The headline on a report Monday about two major cases this year involving the FBI's Los Angeles bureau incorrectly referred to "acquittals." One case ended in a mistrial.

The recent mistrial in the Richard W. Miller spy trial was a milestone: It was the first time the U.S. government failed to get a conviction in an espionage case.

Last year, celebrity automaker John Z. DeLorean was acquitted on drug charges by a jury in the same federal courthouse where on Nov. 6 Miller's jurors, after a three-month trial and 14 days of deliberations, announced themselves "hopelessly deadlocked."

In both cases, guilty verdicts had seemed sure bets. In both cases, FBI investigators had their quarry on tape: Miller's conversations with Soviet emigre Svetlana Ogorodnikova; DeLorean poking at a bundle of cocaine that he pronounced "better than gold." And in both cases, alleged co-conspirators had already pled guilty.

But in both cases, the government came up empty handed. So now some law enforcement experts are speculating that something may be wrong at the FBI's Los Angeles office -- which not only played a major role in both investigations but had assigned Miller to the foreign counterintelligence squad.

In the DeLorean case, the cocaine in the hotel room where he was arrested had been brought there by government agents. And the prosecution's star witness, an informer who reportedly had boasted that he would "get" DeLorean for the government, was a convicted drug smuggler and admitted perjurer. The jury foreman, a former law enforcement officer, said after the acquittal that he jury felt the verdict "would indicate to the government that they should reevaluate their investigative techniques."

In the Miller case, trial testimony described the defendant as a career-long bumbler. U.S. Attorney Robert C. Bonner, who prosecuted, said in his closing argument that "it's only natural to ask" whether Miller should have been fired from the Federal Bureau of Investigation long before his arrest. But he added: "That's not the way it works in government or the FBI. Maybe that's the way it should work."

Other testimony at the trial established that, although his career had been riddled with problems, Miller often received an "excellent" rating. Testimony also showed that 90 percent of the bureau's agents get that rating each year.

Neil Welch, a former assistant director who served 29 years with the FBI, said the bureau now has "a lack of willingness to fire people . . . . You literally can't get rid of anybody. The only thing you can do is transfer them around." Welch said it wasn't always so: the late FBI Director J. Edgar Hoover "would have fired Miller, and half the agents in California."

Many defense attorneys say that the problem is much broader than one FBI office, that it goes beyond a single agency.

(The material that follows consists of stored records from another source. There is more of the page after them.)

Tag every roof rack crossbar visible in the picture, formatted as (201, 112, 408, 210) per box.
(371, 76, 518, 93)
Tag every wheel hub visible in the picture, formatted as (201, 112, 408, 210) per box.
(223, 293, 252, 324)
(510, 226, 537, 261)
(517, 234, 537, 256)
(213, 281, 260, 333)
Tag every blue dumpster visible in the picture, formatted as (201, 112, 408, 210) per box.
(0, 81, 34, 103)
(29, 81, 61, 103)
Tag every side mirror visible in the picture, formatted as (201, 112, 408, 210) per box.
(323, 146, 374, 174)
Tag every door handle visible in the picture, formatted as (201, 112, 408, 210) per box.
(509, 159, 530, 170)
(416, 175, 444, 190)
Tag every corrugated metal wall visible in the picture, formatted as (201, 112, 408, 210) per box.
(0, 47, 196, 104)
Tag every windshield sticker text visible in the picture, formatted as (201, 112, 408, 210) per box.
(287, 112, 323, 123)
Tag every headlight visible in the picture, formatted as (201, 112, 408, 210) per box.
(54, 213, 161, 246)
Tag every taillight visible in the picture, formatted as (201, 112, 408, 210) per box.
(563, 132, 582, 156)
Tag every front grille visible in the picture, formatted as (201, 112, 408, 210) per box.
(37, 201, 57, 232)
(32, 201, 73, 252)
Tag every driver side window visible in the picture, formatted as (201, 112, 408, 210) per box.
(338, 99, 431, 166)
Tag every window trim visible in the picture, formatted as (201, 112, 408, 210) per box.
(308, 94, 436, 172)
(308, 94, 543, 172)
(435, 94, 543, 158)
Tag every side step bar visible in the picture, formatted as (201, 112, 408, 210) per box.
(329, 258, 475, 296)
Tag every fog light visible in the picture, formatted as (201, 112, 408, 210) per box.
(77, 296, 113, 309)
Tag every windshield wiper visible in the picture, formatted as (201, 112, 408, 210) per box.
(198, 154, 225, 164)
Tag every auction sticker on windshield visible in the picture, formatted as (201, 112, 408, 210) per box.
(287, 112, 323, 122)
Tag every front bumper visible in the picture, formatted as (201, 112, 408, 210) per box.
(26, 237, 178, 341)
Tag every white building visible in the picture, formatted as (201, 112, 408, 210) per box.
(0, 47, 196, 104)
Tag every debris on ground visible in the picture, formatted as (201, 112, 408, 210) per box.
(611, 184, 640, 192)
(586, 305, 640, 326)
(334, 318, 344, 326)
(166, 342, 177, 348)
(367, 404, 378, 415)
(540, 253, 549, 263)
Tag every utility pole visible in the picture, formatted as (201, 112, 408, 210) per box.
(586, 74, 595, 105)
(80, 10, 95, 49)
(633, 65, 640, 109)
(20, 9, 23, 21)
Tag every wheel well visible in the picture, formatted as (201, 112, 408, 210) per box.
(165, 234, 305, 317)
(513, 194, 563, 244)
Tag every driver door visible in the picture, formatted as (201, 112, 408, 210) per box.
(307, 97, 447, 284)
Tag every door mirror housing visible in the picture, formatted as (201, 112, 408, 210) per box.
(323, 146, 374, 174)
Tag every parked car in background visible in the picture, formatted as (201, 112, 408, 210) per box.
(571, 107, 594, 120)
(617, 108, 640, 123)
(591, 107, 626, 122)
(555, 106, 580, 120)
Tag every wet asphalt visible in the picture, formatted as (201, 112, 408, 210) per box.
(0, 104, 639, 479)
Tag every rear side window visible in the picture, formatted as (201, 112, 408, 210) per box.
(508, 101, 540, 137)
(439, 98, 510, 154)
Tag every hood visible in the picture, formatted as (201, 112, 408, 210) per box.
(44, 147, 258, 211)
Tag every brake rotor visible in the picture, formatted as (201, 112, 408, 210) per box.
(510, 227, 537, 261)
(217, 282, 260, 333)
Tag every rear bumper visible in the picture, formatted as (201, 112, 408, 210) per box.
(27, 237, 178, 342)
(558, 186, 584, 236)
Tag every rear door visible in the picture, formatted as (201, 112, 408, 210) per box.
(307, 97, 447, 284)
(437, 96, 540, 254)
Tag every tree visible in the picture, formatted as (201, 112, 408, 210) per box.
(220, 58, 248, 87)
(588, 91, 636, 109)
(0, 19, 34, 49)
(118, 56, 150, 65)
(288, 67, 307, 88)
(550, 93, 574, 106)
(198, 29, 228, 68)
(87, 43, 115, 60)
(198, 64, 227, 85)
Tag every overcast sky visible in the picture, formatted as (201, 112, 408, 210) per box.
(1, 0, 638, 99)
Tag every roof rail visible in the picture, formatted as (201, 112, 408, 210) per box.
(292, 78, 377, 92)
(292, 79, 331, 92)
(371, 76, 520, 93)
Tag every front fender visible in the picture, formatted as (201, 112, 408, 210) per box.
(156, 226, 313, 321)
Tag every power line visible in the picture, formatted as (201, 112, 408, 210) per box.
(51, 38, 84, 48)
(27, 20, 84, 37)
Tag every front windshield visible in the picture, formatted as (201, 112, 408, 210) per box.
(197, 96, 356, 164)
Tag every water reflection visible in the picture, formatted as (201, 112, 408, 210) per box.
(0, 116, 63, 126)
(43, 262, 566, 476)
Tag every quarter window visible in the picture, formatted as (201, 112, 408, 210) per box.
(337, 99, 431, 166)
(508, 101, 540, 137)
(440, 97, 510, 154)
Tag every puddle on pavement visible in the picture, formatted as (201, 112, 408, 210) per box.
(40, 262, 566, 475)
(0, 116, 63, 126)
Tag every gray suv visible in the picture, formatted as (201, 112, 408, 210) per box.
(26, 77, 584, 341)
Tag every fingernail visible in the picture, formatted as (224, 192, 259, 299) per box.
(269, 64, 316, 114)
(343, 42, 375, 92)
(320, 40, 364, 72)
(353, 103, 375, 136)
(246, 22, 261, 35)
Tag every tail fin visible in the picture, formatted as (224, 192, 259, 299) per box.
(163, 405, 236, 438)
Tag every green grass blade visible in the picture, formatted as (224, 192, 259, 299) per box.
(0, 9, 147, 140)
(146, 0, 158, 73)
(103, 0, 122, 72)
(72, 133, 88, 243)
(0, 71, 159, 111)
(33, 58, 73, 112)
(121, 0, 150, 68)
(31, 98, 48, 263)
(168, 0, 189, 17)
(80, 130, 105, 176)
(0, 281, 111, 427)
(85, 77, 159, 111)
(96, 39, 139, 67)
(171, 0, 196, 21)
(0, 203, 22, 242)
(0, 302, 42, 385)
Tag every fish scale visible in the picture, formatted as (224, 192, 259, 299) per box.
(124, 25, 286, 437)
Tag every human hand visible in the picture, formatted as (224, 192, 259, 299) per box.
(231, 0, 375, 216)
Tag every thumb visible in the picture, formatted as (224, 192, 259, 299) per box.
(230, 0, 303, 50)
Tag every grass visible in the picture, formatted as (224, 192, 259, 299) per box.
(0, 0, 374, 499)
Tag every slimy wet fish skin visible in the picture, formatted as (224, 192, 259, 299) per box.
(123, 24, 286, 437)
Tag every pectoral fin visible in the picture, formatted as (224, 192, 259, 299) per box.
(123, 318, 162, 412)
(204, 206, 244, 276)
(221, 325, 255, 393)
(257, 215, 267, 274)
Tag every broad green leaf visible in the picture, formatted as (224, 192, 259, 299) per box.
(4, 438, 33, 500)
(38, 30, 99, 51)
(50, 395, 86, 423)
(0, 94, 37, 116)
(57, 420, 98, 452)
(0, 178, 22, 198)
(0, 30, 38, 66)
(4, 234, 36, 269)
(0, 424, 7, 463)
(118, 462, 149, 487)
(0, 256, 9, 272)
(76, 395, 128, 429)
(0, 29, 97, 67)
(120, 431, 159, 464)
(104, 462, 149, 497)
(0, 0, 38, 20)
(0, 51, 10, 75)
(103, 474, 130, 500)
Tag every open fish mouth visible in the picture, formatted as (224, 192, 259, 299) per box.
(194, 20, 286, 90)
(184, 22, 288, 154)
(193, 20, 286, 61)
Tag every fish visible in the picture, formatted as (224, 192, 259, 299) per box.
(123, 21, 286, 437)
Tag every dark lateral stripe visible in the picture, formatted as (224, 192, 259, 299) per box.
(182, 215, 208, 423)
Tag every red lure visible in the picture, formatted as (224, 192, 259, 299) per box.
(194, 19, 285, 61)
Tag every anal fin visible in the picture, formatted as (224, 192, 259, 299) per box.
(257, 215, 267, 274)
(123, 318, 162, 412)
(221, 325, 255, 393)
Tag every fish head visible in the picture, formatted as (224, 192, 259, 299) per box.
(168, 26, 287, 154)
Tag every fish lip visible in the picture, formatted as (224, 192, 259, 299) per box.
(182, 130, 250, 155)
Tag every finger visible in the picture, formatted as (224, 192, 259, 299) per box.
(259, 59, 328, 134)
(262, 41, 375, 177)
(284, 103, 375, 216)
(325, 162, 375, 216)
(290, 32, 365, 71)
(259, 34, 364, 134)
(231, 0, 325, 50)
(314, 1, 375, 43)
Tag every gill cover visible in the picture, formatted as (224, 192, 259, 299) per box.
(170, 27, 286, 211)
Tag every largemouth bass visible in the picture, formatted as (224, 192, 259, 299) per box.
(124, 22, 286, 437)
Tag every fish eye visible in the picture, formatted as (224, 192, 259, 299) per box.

Howard Weitzman and Donald Re, who defended DeLorean and have since dissolved their partnership, are two of the defense attorneys who say they think that problem is rooted in Washington. "We have an arrogant administration that brings with it the attitude, 'We can do no wrong,' " Weitzman said. "The public perceives that, juries perceive it. And they don't like it."

But there is also criticism aimed specifically at the FBI's Los Angeles office. Welch said one of many questions raised by the Miller case is: "Why was he, an incompetent guy who should have been dismissed, put in a sensitive role?"

There have been charges, both by Miller's attorneys and by an FBI agent who filed a complaint with the Equal Employment Opportunity Commission, that Richard T. Bretzing, the agent in charge of the Los Angeles office, gives special treatment to Mormons. Bretzing is a bishop in the Mormon church; Miller is an excommunicated Mormon. Testifying at Miller's trial, Bretzing denied that religion played any role in his duties.

Tony Genakos, an FBI spokesman in Washington, noted that testimony at Miller's trial had established that the severest disciplinary actions against Miller -- suspensions without pay -- were taken by Bretzing and and P. Bryce Christensen, Miller's former supervisor on the foreign counterintelligence squad and now an assistant agent in charge of the Los Angeles office.

Genakos said reports that Bretzing would be removed as head of the Los Angeles field office are "baseless rumors." Genakos pointed to the office's "thousands and thousands" of successful cases and added, "It's unfair to take two cases and say, hey, there's something wrong with the FBI."

Fred Reagan, an FBI spokesman in Los Angeles, said that in terms of arrests and convictions, "We are the flagship of the FBI." Reagan said the criticisms are "a mirage . . . value judgments. That something is wrong, that morale is bad. These are things I don't see."

Weitzman and Re both said they think that the prospect of publicity sometimes skews the judgment of law enforcement officials. "I truthfully think they rushed into [the Miller case] to save some face in the wake of the DeLorean case," Weitzman said.

Re, who was not involved in the Miller case, criticized the FBI's investigation: "They take the tack, immediately, that he is a sophisticated spy, not a bungler . . . . You're supposed to go out and investigate for the truth, not make things come out the way you've already decided they're going to come out."

Genakos responded: "That sounds as though they're saying we frame people . . . that's attributing some sort of nefarious motive that just isn't there . . . . I think our record shows otherwise."